I bring up Einstein here, because this has been a core issue of contention among physicists, ever since Einstein and Niels Bohr duked it out, beginning in 1927 at the fifth Solvay Conference of physicists, and ending with Einstein’s death in 1955. Whereas Bohr was convinced that experimenters were, in fact, creating the universe out of their results, Einstein insisted there must be something “real” out there.

It is said by some that pretty much everything in our modern world can be traced back to Plato. Plato claimed that we cannot really understand the physical world by itself, and that in order to comprehend all that occurs in our world we must accept the reality of another nonphysical, unchanging, timeless, and eternal realm which he called the world of forms.

Prior to the whole quantum mechanics debate, physicists had finally nailed the coffin shut on the idea of an aetheric field. Nowadays, people like to talk about a “zero point energy” field, but what is the difference between that and the aether? Essentially, we now know there is no such thing as “empty space”. So, what exactly is it that is missing?

Ancient mystics spoke of Akashic records upon which all that occurs is written, and whereby it is possible to know everything there is to know about anything. That sounds remarkably similar to an information field that exists outside of time and space. Like something that could explain the non-local instantaneous communication that occurs as part of our daily lives. Like why prayers and the laying on of hands actually do heal people.

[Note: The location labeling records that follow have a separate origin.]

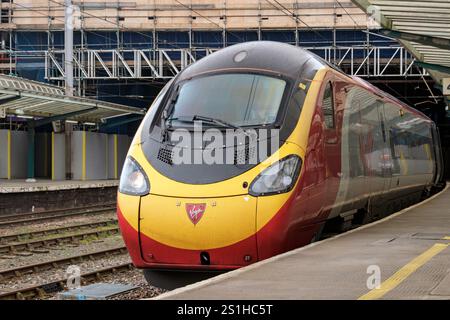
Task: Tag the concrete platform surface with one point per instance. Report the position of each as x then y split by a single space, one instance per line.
18 186
404 256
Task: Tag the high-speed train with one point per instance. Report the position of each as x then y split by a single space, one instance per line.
346 153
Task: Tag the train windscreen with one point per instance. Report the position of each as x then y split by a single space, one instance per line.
237 99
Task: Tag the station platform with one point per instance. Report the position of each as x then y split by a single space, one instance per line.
404 256
18 186
19 196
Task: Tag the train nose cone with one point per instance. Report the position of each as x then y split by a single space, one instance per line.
184 231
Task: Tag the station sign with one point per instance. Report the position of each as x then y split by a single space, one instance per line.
446 86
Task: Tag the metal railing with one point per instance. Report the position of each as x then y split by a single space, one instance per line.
166 63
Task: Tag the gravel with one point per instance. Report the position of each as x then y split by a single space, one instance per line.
134 276
63 251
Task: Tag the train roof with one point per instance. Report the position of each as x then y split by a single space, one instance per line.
275 57
270 56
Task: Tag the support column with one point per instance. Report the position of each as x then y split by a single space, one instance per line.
68 46
31 153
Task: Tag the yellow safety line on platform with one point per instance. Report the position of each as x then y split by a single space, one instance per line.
115 157
53 156
9 154
404 272
83 157
45 154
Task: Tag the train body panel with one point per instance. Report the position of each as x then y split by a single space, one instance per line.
356 150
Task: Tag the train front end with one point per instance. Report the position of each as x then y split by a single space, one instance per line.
211 178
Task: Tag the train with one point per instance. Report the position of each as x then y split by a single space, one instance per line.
346 153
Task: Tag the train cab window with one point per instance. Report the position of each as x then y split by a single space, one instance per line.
328 106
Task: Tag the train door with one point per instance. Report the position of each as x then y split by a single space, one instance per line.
385 158
330 105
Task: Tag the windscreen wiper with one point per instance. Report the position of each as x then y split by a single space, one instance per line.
219 122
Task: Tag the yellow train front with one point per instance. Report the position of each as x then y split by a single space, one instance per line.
198 215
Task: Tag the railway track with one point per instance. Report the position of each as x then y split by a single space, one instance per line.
46 243
25 218
59 230
43 290
18 272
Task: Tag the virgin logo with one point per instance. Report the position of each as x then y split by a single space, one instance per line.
195 211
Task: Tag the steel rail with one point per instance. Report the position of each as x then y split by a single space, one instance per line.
42 290
18 272
46 243
40 217
53 231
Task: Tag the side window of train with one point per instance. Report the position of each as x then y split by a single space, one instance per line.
328 106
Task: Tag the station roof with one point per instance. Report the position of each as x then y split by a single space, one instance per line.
422 26
26 98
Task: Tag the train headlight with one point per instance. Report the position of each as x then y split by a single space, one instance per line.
280 177
133 180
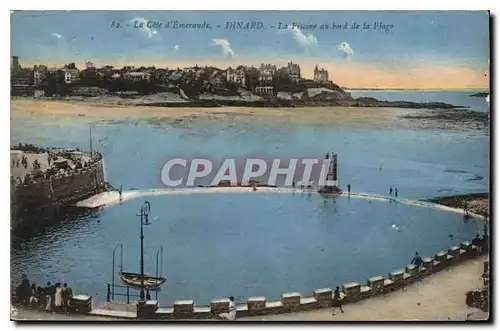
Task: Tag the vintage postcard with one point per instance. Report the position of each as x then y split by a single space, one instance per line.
250 166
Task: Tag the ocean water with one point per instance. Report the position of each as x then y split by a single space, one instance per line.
257 244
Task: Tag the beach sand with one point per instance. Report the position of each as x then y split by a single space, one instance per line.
92 112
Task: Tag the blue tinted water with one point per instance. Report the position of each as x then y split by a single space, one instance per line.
258 244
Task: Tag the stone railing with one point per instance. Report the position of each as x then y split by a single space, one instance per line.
293 302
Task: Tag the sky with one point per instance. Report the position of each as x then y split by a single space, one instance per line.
408 50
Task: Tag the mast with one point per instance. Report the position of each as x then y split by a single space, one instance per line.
90 139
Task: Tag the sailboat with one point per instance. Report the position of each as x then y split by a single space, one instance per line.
134 280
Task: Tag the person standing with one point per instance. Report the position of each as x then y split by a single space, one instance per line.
58 296
231 316
67 294
337 301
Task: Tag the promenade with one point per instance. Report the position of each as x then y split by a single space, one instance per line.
438 297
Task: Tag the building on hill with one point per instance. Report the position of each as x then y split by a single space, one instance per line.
266 73
294 71
236 76
320 75
71 75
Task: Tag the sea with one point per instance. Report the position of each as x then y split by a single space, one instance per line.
257 243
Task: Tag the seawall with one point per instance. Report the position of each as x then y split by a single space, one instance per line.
36 203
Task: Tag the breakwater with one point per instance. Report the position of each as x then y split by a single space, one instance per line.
37 200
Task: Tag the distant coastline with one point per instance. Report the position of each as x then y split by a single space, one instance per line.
416 89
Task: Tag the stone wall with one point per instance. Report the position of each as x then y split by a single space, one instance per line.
292 302
35 204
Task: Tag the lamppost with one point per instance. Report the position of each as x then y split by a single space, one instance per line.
160 251
144 214
113 271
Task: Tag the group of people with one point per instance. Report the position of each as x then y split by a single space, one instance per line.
24 162
51 297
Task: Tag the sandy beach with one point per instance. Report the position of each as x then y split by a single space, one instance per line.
92 112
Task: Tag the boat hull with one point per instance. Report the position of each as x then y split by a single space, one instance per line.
134 280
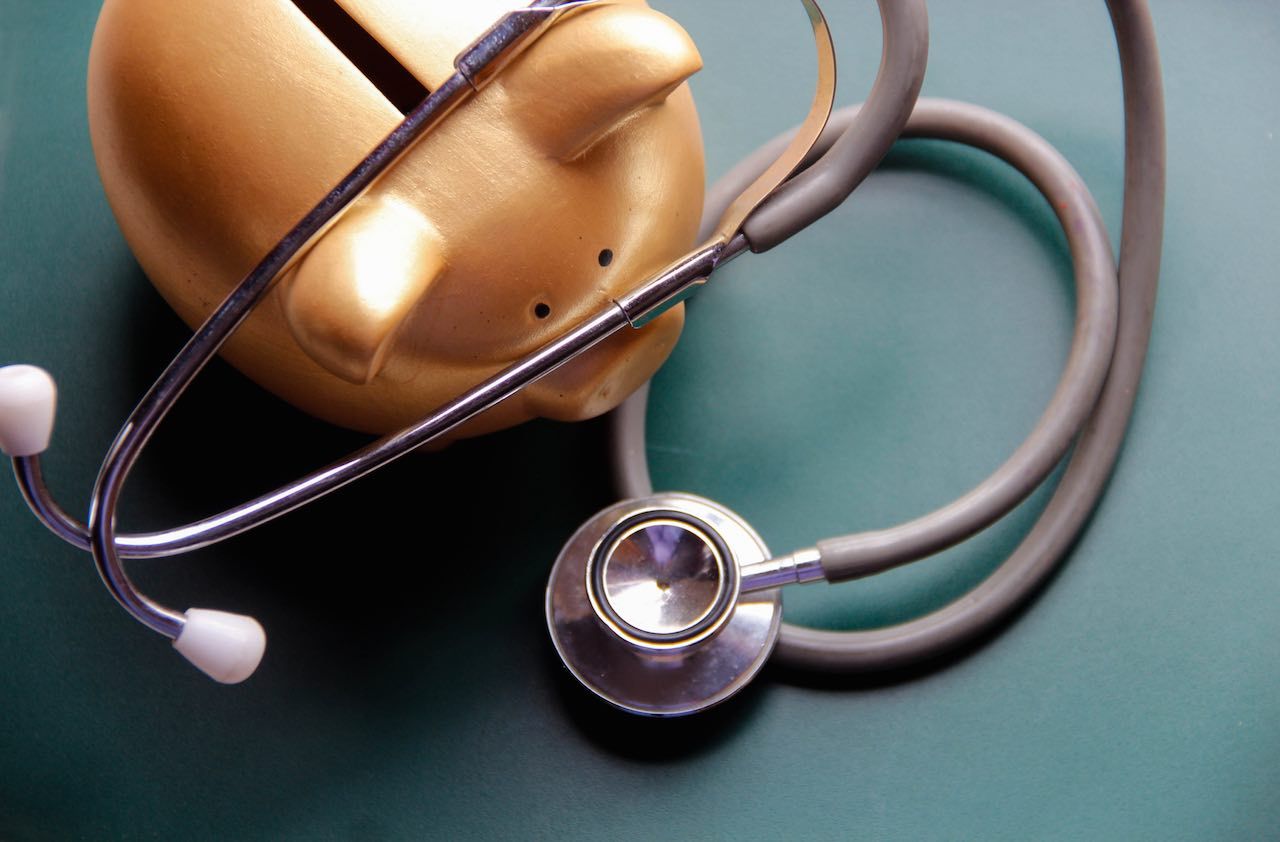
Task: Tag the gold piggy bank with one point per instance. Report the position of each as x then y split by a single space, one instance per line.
575 173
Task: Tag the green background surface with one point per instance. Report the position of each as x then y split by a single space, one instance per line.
880 365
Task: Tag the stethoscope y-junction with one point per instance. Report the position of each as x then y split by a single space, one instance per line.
666 604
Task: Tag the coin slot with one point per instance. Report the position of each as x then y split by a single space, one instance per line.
362 50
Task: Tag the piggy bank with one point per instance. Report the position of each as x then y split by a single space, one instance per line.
574 174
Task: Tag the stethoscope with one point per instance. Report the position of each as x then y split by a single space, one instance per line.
666 604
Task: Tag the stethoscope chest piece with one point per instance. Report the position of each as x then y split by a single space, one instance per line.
645 609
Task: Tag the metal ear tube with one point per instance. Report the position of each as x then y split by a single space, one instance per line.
666 604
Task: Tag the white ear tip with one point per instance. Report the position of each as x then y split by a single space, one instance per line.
228 648
28 398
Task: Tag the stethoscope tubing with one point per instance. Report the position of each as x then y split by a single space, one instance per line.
1101 421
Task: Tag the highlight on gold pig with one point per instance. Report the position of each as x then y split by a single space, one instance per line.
574 174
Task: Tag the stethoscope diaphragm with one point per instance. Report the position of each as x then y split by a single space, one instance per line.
645 609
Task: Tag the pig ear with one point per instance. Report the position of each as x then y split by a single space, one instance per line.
351 292
594 71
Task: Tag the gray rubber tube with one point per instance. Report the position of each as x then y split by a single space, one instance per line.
859 146
1097 447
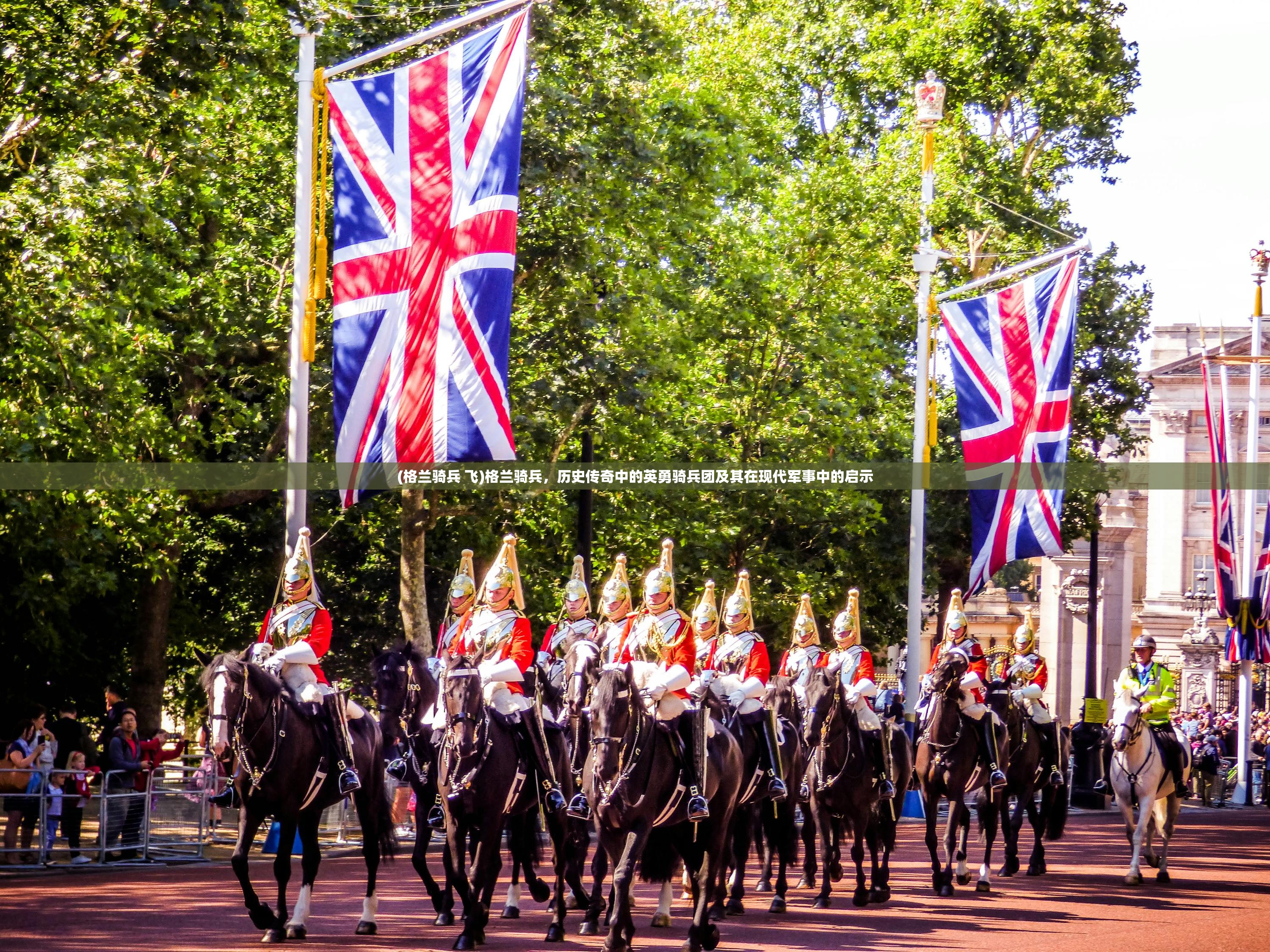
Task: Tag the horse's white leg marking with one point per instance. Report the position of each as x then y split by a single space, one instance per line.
663 902
300 914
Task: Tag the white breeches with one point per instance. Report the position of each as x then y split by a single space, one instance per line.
505 701
304 685
865 715
971 707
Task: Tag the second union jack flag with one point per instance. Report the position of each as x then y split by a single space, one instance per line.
1013 355
427 179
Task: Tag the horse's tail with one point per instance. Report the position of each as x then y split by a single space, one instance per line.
660 858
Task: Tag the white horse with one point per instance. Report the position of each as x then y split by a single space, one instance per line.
1141 776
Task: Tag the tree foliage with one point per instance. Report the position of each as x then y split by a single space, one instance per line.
717 219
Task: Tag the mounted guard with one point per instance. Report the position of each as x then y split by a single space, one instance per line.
616 605
500 636
740 672
463 597
1028 677
957 638
854 663
662 638
294 636
705 627
804 652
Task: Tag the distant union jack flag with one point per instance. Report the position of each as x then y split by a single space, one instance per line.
427 177
1220 493
1013 369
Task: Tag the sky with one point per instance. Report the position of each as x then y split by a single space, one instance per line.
1193 198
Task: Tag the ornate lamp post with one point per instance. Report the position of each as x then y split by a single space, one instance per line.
929 97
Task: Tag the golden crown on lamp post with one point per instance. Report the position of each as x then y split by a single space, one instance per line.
929 94
1260 262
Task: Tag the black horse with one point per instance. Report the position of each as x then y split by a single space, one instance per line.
281 751
633 777
948 766
483 781
406 691
1024 779
784 702
756 810
844 796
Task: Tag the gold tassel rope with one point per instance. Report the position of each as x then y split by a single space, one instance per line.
318 216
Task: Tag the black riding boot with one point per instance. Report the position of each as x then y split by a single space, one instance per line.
988 735
549 795
397 767
693 738
770 756
436 815
886 789
337 714
1049 743
228 799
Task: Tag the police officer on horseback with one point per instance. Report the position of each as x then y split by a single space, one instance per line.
500 636
854 663
957 638
1154 686
1028 677
663 636
294 636
740 673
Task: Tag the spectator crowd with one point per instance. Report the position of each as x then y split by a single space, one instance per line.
54 768
1215 742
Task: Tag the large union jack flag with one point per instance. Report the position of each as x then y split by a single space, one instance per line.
1013 369
427 177
1220 493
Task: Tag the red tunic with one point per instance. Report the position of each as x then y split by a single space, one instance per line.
318 639
682 652
978 662
756 664
519 647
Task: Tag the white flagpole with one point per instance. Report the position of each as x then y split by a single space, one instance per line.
298 412
930 110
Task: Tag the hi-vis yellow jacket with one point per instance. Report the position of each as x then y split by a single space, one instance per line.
1160 690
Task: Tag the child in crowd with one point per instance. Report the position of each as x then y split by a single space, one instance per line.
54 813
78 795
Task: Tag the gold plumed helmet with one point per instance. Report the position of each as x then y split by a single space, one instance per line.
1025 636
846 626
804 624
738 602
299 574
618 588
464 584
505 573
705 612
955 624
577 588
662 578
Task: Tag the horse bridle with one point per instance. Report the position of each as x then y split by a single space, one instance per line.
483 739
822 747
240 747
628 754
408 715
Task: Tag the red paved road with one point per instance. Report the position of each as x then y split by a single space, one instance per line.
1218 902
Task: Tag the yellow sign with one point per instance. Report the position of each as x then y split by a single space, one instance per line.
1095 710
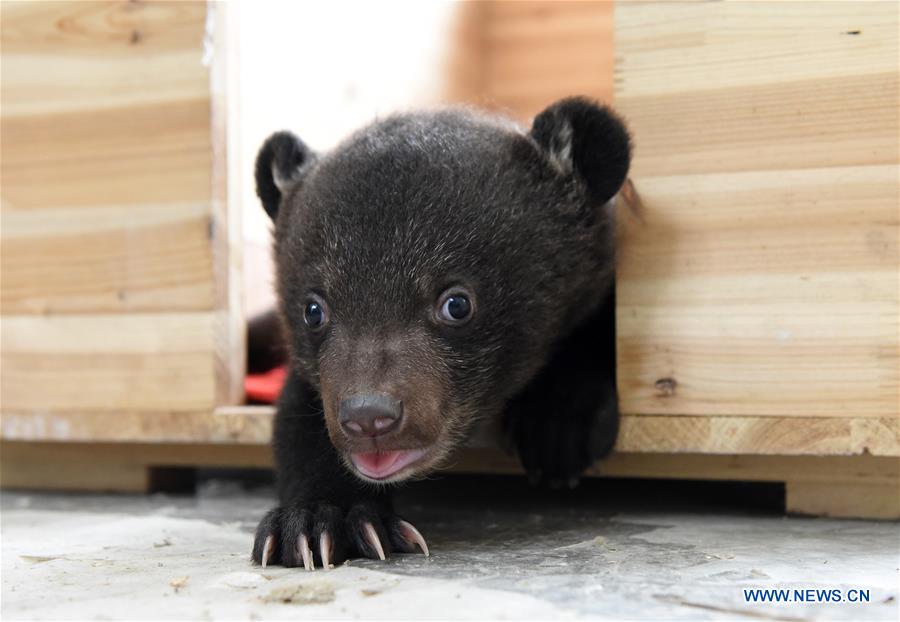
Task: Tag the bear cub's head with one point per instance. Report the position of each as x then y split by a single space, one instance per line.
427 266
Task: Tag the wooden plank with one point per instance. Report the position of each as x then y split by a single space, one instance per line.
140 258
70 56
760 278
639 434
230 325
856 500
105 159
538 52
113 363
783 436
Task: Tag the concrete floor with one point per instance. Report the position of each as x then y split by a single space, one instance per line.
610 550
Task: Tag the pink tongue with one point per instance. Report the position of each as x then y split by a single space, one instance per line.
376 462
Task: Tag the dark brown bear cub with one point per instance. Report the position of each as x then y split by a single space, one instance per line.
435 269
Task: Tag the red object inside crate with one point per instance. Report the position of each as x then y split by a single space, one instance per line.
265 387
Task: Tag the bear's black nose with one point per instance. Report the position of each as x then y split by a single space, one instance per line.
369 414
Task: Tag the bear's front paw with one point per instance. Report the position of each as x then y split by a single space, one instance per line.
323 535
556 445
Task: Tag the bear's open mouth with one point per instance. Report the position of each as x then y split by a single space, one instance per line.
381 465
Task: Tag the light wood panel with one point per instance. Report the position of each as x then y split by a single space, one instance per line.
106 158
118 240
538 52
761 277
114 363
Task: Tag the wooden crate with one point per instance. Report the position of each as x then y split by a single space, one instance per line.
117 248
757 293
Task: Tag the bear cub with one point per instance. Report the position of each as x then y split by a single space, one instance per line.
436 269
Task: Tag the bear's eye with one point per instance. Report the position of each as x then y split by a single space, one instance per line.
455 307
314 313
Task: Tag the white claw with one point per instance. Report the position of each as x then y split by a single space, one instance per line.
325 550
411 534
305 552
268 546
372 539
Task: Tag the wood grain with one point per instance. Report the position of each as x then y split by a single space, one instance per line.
761 277
114 363
538 52
120 270
106 160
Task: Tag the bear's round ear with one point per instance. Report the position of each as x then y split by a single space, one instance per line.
579 136
283 160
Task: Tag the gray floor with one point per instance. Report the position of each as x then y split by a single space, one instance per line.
499 551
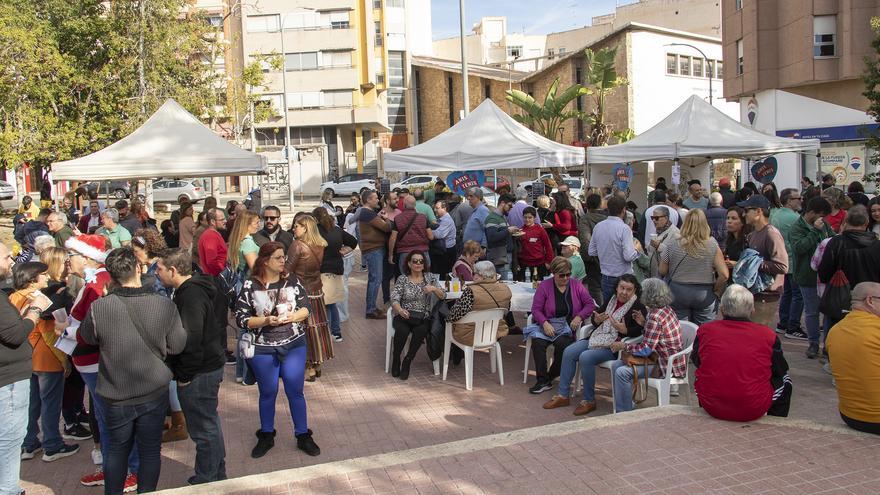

In his most excellent book, Science and the Akashic Field - An Integral Theory of Everything, Ervin Laszlo makes an excellent argument that what is missing is, in fact, an information field quite like the Akashic records of legend, which he has therefor dubbed the a-field. He goes a long way toward explaining why things just don’t seem to add up for many traditional physicists.

So, where does that leave the reductionists? As we plod on toward a unified field theory, it leaves many physicists extremely disturbed. In mathematics, if you end up with infinity as a sum, you’ve done something wrong. And every attempt to bridge the gap between the macro world and micro world inevitably ends in infinity. Maybe that should be a sign that they are never going to get totality to fit into such a tiny box.

Perhaps, they need a larger box.

So, tell me… It’s a fact that our modern world was made possible by discoveries made early in the twentieth century. Yet, here we are… stuck in the middle between what can and cannot be explained. What lies ahead with the next breakthrough? Quantum computing? Time travel? Something as yet unimaginable?

From whence will this breakthrough arrive? Will you argue that consciousness is mere epiphenomena of the brain? Or are you ready to accept that there may be more? That perhaps consciousness is all there is?